Lieselotte Potolowsky tauchte nach der Deportation ihrer Eltern unter. Wie ihre Tante Thea Jacobowitz überlebte sie in Berlin und Umgebung in verschiedenen Verstecken bis zum Kriegsende im Mai 1945. Auch ihr Onkel, der Neuköllner Arzt Hermann Gysi, half den Untergetauchten. Die Verfolgungszeit hatte Lieselotte Potolowsky aber physisch wie psychisch stark mitgenommen. Sie wurde Anfang der 1950er Jahre zwar per Ausnahmegenehmigung des Volksbildungssenators zum Psychologiestudium an der FU zugelassen, beendete aber das Studium aus finanziellen und gesundheitlichen Gründen nicht. Sie starb ledig und kinderlos mit 63 Jahren am 28. Januar 1975 in Spandau. Auch ihre Schwester Ellen-Juliane wurde nicht alt. Sie war zweimal verheiratet, zog 1952 an die amerikanische Westküste und lebte unter verschiedenen Adressen in Hollywood. Um das Jahr 1956 herum wurde sie nach Akteninformationen wahrscheinlich Mutter eines Sohnes. Im Juli 1984 starb Ellen-Juliane Williford in Los Angeles. Deutschland, Friedenau und ihre Schwester hat sie nie wieder gesehen.

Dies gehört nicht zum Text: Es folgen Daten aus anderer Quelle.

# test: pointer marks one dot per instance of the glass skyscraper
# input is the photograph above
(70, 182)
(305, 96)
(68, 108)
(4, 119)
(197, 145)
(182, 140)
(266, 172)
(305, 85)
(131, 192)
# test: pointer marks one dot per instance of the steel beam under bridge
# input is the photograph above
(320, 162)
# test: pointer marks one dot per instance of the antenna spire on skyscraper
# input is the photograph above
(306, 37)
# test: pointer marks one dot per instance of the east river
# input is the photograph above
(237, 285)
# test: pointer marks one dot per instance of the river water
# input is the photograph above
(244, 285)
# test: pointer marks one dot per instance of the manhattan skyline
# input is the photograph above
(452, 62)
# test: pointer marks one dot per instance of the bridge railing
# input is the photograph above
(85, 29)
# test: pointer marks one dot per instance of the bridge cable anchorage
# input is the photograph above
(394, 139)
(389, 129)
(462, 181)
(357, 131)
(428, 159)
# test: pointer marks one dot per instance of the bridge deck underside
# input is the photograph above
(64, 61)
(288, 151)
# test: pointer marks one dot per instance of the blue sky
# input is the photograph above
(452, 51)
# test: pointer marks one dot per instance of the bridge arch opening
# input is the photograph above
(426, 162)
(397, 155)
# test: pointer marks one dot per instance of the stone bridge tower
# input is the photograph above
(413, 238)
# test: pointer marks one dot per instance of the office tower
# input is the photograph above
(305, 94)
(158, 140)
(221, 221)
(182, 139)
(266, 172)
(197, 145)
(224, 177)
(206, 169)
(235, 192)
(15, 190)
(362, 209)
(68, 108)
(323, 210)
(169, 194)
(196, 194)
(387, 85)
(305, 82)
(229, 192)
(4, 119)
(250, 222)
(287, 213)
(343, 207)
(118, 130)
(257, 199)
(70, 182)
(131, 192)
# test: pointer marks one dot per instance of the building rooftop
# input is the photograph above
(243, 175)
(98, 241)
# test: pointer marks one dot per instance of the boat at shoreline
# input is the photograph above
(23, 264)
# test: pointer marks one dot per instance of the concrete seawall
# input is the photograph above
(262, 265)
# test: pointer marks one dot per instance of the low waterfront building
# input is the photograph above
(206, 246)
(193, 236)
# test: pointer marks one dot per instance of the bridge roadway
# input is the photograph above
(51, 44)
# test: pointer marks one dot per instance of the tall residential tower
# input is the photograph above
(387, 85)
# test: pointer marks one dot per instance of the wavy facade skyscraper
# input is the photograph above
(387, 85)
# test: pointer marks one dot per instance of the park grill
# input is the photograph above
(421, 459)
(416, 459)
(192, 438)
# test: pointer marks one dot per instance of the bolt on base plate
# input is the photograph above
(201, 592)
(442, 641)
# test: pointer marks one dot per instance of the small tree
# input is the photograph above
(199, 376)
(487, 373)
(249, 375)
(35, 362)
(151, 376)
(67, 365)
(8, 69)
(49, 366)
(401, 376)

Irma Potolowskys Schwester, Thea Jacobowitz, lebte über 30 Jahre in der Zähringer Straße in Wilmersdorf. Sie starb 94-jährig am 12. Oktober 1988 in einem Altersheim in Zehlendorf. Ihr Sohn Günter überlebte Auschwitz. Er blieb dort bis zur Evakuierung des Lagers durch die SS vor der heranrückenden Roten Armee am 18. Januar 1945. Am 6. Mai befreite ihn die amerikanische Armee im Lager Ebensee in Oberöstereich. Nach dem Krieg arbeitete er für die Filmgesellschaft Warner Brothers und lebte bis zu seinem Tod 2004 in Weßling bei München. Die tätowierte Nummer aus Auschwitz hatte er sich entfernen lassen. Seine 1951 geborene Tochter erfuhr erst mit fünfzehn Jahren von seinem Schicksal. Ihr Vater redete kaum über die Zeit. Auf dem Grabstein seiner Mutter Thea auf dem Jüdischen Friedhof an der Heerstraße in Charlottenburg steht unter ihren Lebensdaten: „Zum Gedenken an meine liebe Schwester Irma und meinen Schwager Feo Potolowsky, umgekommen in Auschwitz Mai 1943“.